ROLE TOXIQUE CUMULATIF DE L'AMIANTE DANS

L'APPARITION DES FIBROSES ET DES CANCERS

 

Le début d'une exposition à un toxique est le point de départ du temps de latence de la maladie considérée, temps nécessaire, soit pour que la pathologie soit perceptible par un observateur, soit pour que le processus pathologique arrive à son terme.

Dans le cas des fibroses provoquées par l'amiante, ce minéral agit, au final, via "l'activation" de l'oxygène et la production d'espèces oxygénées radicalaires agressives, sur une classe de cellules appelées fibroblastes. Ceux-ci synthétisent alors, de façon anarchique, des fibres de collagène, produit biologique très résistant qui, par exemple, sert d'armature à tout tissu cicatriciel. La fibrose est tout simplement due à l'accumulation de fibres de collagène dans le tissu considéré : espace interstitiel pulmonaire (entre les alvéoles), c'est le cas de l'asbestose, ou au niveau des plèvres, c'est le cas des plaques et épaississements pleuraux. De fait, biologiquement parlant, c'est le résultat d'un mécanisme de défense tendant à emprisonner et isoler le produit étranger, ici les fibres d'amiante.

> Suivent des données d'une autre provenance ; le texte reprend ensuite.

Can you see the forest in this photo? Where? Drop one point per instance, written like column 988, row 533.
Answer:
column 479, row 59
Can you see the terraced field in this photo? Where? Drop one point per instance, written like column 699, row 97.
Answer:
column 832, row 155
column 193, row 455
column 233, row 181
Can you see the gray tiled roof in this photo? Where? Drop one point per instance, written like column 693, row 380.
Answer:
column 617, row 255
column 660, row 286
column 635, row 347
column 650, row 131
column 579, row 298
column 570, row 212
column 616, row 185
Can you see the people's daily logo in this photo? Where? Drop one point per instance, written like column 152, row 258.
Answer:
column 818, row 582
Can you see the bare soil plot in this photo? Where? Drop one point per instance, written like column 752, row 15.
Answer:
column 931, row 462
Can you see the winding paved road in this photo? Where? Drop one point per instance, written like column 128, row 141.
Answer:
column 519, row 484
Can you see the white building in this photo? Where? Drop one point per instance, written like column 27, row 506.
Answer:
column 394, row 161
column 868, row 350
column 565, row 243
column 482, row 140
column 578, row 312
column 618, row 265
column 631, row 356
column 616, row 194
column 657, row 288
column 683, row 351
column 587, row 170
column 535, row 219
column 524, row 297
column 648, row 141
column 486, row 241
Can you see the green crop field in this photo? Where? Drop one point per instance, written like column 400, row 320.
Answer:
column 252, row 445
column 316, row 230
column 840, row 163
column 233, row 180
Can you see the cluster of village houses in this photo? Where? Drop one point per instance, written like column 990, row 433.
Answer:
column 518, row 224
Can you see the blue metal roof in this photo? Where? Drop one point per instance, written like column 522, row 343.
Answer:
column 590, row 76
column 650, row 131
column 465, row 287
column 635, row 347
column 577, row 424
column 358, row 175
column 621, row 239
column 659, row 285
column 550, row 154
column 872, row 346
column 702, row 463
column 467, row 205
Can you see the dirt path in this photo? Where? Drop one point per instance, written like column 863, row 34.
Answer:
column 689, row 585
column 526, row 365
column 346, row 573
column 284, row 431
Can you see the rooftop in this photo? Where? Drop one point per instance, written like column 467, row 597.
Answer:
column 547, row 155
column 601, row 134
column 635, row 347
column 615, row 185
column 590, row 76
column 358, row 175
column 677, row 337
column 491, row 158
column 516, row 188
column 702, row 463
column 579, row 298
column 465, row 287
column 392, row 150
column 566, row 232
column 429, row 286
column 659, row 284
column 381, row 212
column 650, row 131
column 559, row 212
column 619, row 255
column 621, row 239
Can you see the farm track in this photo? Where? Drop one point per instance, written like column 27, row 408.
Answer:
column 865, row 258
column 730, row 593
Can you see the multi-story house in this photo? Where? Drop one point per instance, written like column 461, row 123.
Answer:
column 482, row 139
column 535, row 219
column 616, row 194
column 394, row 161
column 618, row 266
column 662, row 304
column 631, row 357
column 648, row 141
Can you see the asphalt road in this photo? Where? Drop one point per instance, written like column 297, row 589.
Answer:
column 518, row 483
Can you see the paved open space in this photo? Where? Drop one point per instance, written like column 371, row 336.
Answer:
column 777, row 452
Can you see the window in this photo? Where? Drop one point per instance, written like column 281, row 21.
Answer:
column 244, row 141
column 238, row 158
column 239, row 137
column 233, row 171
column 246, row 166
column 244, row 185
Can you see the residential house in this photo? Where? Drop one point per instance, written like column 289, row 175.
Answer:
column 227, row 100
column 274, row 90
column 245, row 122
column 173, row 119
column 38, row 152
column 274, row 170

Ultérieurement il y aura dépôt de sels de calcium sur la trame des fibres de collagène.

Plus il y aura de fibres d'amiante accumulées, plus il y aura de fibres de collagène dans le tissu considéré, plus le tissu sera rigidifié, plus les échanges gazeux seront ralentis. Au-delà d'une certaine concentration de fibres de collagène dans une zone donnée, c'est-à-dire à un stade déjà avancé de la pathologie, le phénomène deviendra visible en radiographie.

La fibrose est donc un phénomène cumulatif, engendré par la totalité de la charge pulmonaire et pleurale en fibres d'amiante. La relation dose effet est une relation linéaire sans seuil.

Dans le cas des cancers provoqués par l'amiante le mécanisme de cancérogenèse en cause est considéré, classiquement, avec trois phases distinctes dans le temps, une phase d'initiation, une phase de promotion et une phase dite de progression. L'amiante est maintenant considéré comme un cancérogène complet, c'est-à-dire capable d'intervenir dans les trois étapes, sous réserve des ruptures d'équilibre nécessaires entre entités toxiques et moyens de défense secrétés par l'organisme.

La phase d'initiation est un processus d'altération du matériel génétique, considérée comme irréversible suite à une étape de division cellulaire. La cellule initiée est alors considérée comme " fixée ". Cette phase implique une attaque du génome par une entité étrangère au milieu biologique normal, entité à caractère électrophile ou radicalaire. Dans le cas de l'amiante l'agression est l'œuvre de radicaux oxygénés générés grâce à l'activité de surface de la fibre minérale. Les cellules " initiées " ne sont nullement des cellules tumorales. Elles ont très probablement une durée de vie non notablement différente de celle des cellules normales, à la différence des cellules tumorales qui sont immortelles.

La phase de promotion est considérée comme réversible, c'est-à-dire sensible à divers facteurs. Elle est dépendante d'une activité prolongée et continue de l'agent promoteur. Les promoteurs entraînent une altération de systèmes enzymatiques propres à la cellule " initiée " et une extension de la population de ces cellules. L'amiante est à même de jouer à la fois un rôle initiateur et promoteur. Le renouvellement de la charge pulmonaire en amiante, au fil du temps, contribue à assurer un caractère continu à l'activité promotrice.

La phase de progression est irréversible et engendre l'apparition des cellules tumorales, bénignes ou malignes. Cette phase s'accompagne au niveau cellulaire, de changements dans la structure du génome, plus ou moins profonds, qui vont gouverner la vitesse d'expansion de la tumeur, la production de métastases, etc. Il est admis dans cette phase, là encore, un rôle probable des espèces radicalaires engendrées par l'activité de surface de l'amiante.

Les expositions successives et cumulées à l'amiante jouent donc un rôle dans l'apparition des tumeurs, non seulement en multipliant les cellules " initiées ", mais surtout en assurant une permanence dans l'activité toxique lors de la phase de promotion. En effet au fil du temps il y a disparition progressive de l'activité toxique liée à l'amiante inhalé, soit par épuration, soit par passivation de l'activité de surface du minéral. D'où l'importance du renouvellement de la charge pulmonaire. L'aspect cumulatif des expositions dans la toxicité par cancer est donc bien réel quoique différent de celui rencontré dans le cas des fibroses.

A noter également que cet effet cumulatif peut, éventuellement, faire intervenir d'autres cancérogènes, diverses possibilités de synergie existant entre amiante et d'autres polluants, lors des étapes successives de la cancérogenèse.